Seasoning and Dressing Manufacturers

Industry Profile Report

Dive Deep into the industry with a 25+ page industry report (pdf format) including the following chapters

Industry Overview Current Conditions, Industry Structure, How Firms Operate, Industry Trends, Credit Underwriting & Risks, and Industry Forecast.

Call Preparation Call Prep Questions, Industry Terms, and Weblinks.

Financial Insights Working Capital, Capital Financing, Business Valuation, and Financial Benchmarks.

Industry Profile Excerpts

Industry Overview

The 709 seasoning and dressing manufacturers in the US produce condiments, sauces, spices, and seasonings that enhance the flavor of food. Major product categories include prepared sauces; dry mix food preparations; spices, flavorings, and food colorings; and salad dressings, mayonnaise, and sandwich spreads. The category does not include ketchup.

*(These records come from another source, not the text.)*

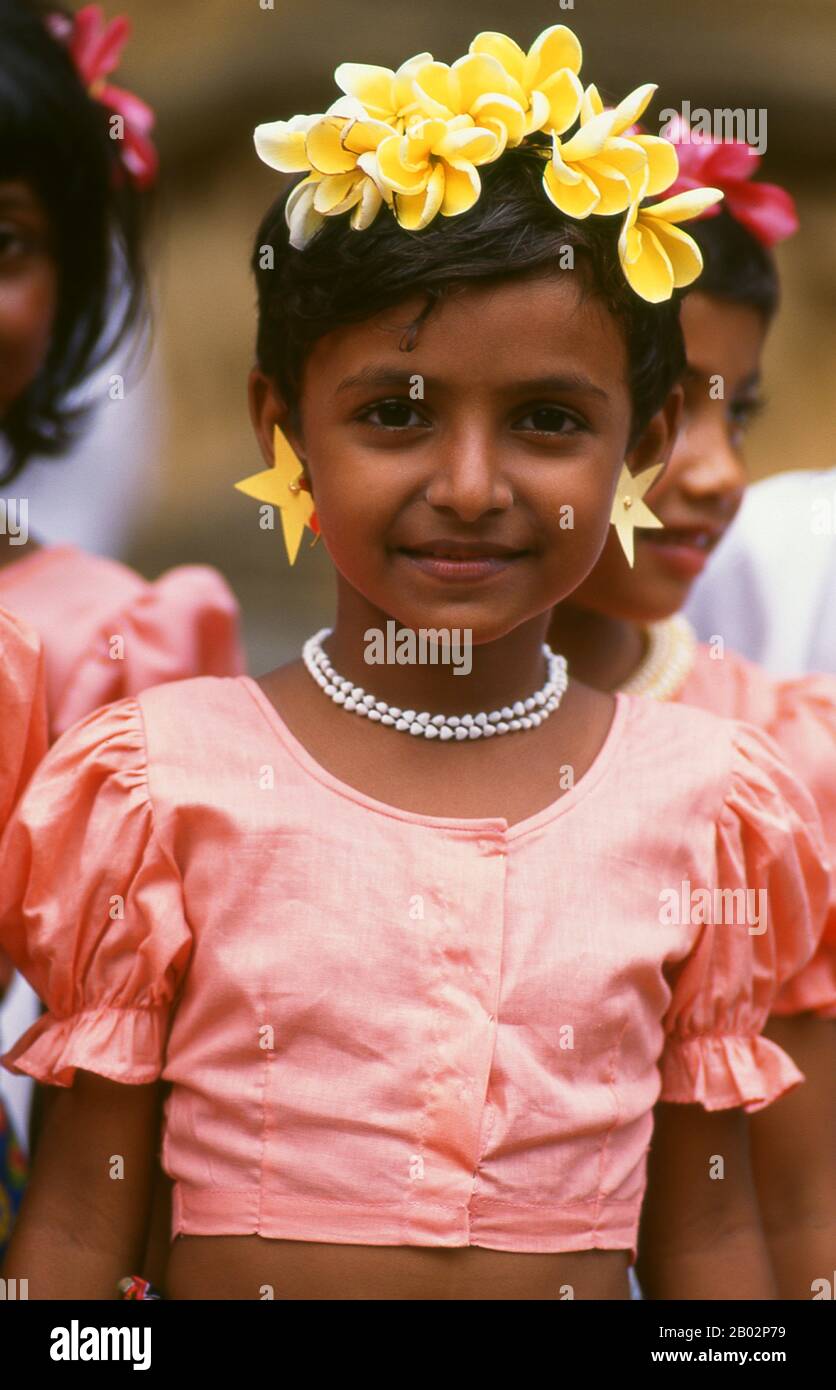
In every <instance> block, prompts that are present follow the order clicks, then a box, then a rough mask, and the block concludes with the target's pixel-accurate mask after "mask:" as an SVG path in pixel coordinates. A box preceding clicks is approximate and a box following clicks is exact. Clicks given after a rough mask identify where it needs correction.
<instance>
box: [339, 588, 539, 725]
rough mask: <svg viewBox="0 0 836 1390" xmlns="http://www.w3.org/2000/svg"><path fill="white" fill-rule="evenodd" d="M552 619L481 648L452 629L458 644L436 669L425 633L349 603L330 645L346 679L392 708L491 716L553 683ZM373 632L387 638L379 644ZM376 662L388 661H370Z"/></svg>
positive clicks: (447, 655) (438, 661)
mask: <svg viewBox="0 0 836 1390" xmlns="http://www.w3.org/2000/svg"><path fill="white" fill-rule="evenodd" d="M548 617H549V614H548V612H545V613H541V614H538V616H537V617H536V619H531V620H529V621H527V623H522V624H520V626H519V627H516V628H515V630H513V631H512V632H508V634H506V635H505V637H501V638H497V639H495V641H488V642H481V644H480V645H479V646H476V645H472V644H470V642H469V631H467V628H463V627H462V628H455V627H452V626H451V628H448V631H449V632H451V642H449V645H441V644H440V645H438V651H437V663H433V657H431V653H433V648H431V646H430V644H428V642H427V641H426V639H424V644H423V646H421V642H420V632H421V628H406V627H405V626H402V624H401V623H399V621H396V620H395V619H392V617H391V614H387V613H384V612H383V610H380V609H376V607H373V606H371V605H369V603H366V602H364V600H363V602H360V603H357V602H356V600H353V599H348V600H346V599H344V598H342V596H341V599H339V602H338V613H337V623H335V627H334V631H332V634H331V637H330V638H328V639H327V641H325V644H324V646H325V651H327V653H328V657H330V660H331V663H332V666H334V669H335V670H337V671H338V674H339V676H345V677H346V678H348V680H352V681H353V682H355V685H362V687H363V689H364V691H366V692H367V694H370V695H376V696H377V699H381V701H385V702H387V705H396V706H398V708H401V709H415V710H430V712H431V713H433V714H466V713H477V712H479V710H485V712H490V710H492V709H501V708H502V706H505V705H513V702H515V701H517V699H527V696H529V695H533V694H534V691H537V689H540V687H541V685H544V684H545V681H547V680H548V671H547V666H545V660H544V657H542V644H544V641H545V630H547V626H548ZM440 628H441V626H440ZM441 630H442V628H441ZM369 631H374V632H380V638H377V639H376V644H373V642H371V641H370V638H369V637H367V635H366V634H367V632H369ZM423 631H427V628H424V630H423ZM399 634H403V635H401V637H399ZM409 634H412V637H410V635H409ZM410 645H412V651H410ZM398 652H401V660H398ZM374 656H383V660H373V659H371V660H370V659H367V657H374ZM456 673H459V674H456Z"/></svg>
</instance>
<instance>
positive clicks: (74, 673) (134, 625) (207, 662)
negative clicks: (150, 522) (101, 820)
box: [53, 564, 246, 734]
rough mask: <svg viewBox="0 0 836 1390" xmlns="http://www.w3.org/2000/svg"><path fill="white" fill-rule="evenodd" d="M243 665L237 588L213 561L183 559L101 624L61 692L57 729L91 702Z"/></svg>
mask: <svg viewBox="0 0 836 1390" xmlns="http://www.w3.org/2000/svg"><path fill="white" fill-rule="evenodd" d="M245 669H246V662H245V655H243V648H242V642H241V613H239V607H238V603H236V600H235V598H234V595H232V591H231V589H230V587H228V585H227V584H225V581H224V580H223V578H221V575H220V574H218V573H217V570H213V569H211V567H210V566H206V564H182V566H178V567H177V569H175V570H168V573H167V574H163V575H161V577H160V578H159V580H157V581H156V582H154V584H147V585H145V588H143V589H142V592H140V594H138V595H136V598H134V599H131V602H129V603H128V605H127V606H125V607H124V609H122V610H121V612H120V613H115V614H114V616H113V617H110V619H108V620H107V623H104V624H103V626H102V628H100V631H99V632H97V634H96V637H95V639H93V641H92V642H90V646H89V649H88V651H86V652H83V653H82V655H81V657H79V660H78V663H77V667H75V671H74V676H72V680H71V681H70V684H68V685H67V688H65V689H64V691H63V694H61V701H60V706H58V709H56V710H54V712H53V730H54V733H56V734H63V733H64V731H65V730H67V728H70V727H71V726H72V724H75V723H77V721H78V720H81V719H83V716H85V714H88V713H89V712H90V710H92V709H97V708H99V706H100V705H107V703H110V702H113V701H117V699H124V698H127V696H128V695H140V694H142V691H145V689H147V688H149V687H150V685H161V684H164V682H166V681H182V680H189V678H191V677H193V676H241V674H242V673H243V671H245Z"/></svg>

Variable Raw Ingredient Costs

Raw ingredients are agricultural products, which are subject to price fluctuations that are dependent on underlying commodity costs and global market conditions.

Plant-Based Foods Growth

Americans are increasingly incorporating plant-based foods into their diets, a change that favors the salad dressing category.

Industry size & Structure
Industry Forecast
Seasoning and Dressing Manufacturers Industry Growth
Source: Vertical IQ and Inforum

Recent Developments

Apr 23, 2024 - Producer Price Hikes Easing
  • Producer prices for seasoning and dressing manufacturers were relatively flat (up less than 1%) in March compared to a year ago after rising 5.8% in the previous annual comparison, according to the latest US Bureau of Labor Statistics data. Price hikes have been easing following record-high food price inflation in recent years. Meanwhile, employment by other food manufacturers, which includes seasoning and dressing manufacturers, grew 2% in January year over year, while average wages at food manufacturing firms climbed to a new high of $23.03 per hour in January, a 3.4% rise over the same time last year, BLS employment data shows.
  • Sustained consumer demand for its higher-priced spices and seasonings amid sticky inflation boosted sales and profits for spice giant McCormick in the latest quarter, Reuters reported in March. The company's volumes for the quarter dipped 1% after declining by 3% the previous quarter, while its prices rose 3% after rising 5% in the previous quarter, according to Reuters. In a call with investors, McCormick’s CEO said he expects volume trends to continue to improve. Resilient consumer spending in the first quarter is helping to support aggressive price increases by seasoning and dressing manufacturers without taking too heavy a toll on volume sales. Increased promotional activity and easing up on price hikes are helping to narrow the price differential between McCormick-branded products and private labels, slowing the pace of volume decline, per Reuters.
  • US food inspectors have detected “extremely high” levels of toxic lead in cinnamon at a plant in Ecuador that made applesauce pouches tainted with the metal, the Food and Drug Administration announced in December. The recalled pouches have been linked to dozens of illnesses in children in the US. Cinnamon tested from the plant had lead levels more than 2,000 times higher than the maximum level proposed by the FDA, officials said. The head of the FDA’s human foods program, Jim Jones, told Politico in an interview that the lead contamination appeared to be “an intentional act.” Contaminated spices are “incredibly common,” Dr. Diane Calello, executive and medical director of the New Jersey Poison Control Center, told CNN. Some contamination occurs in natural products, including rice and apples, because they’re grown in soil that contains metals. Calello mentioned turmeric as a spice that can be contaminated with lead.
  • Prices for spices, seasonings, condiments, and sauces were about 350% higher in 2023 than in 1978 (a $69.94 difference in value), according to the US Bureau of Labor Statistics (BLS). Between 1978 and 2023, spices, seasonings, condiments, and sauces experienced an average annual inflation rate of 3.4%. As such, for an equivalent purchase, spices, seasonings, condiments, and sauces costing $20 in 1978 would cost $89.94 in 2023. However, compared to the overall inflation rate of 3.47% over the same 45-year period, inflation for spices, seasonings, condiments, and sauces was lower, according to BLS data.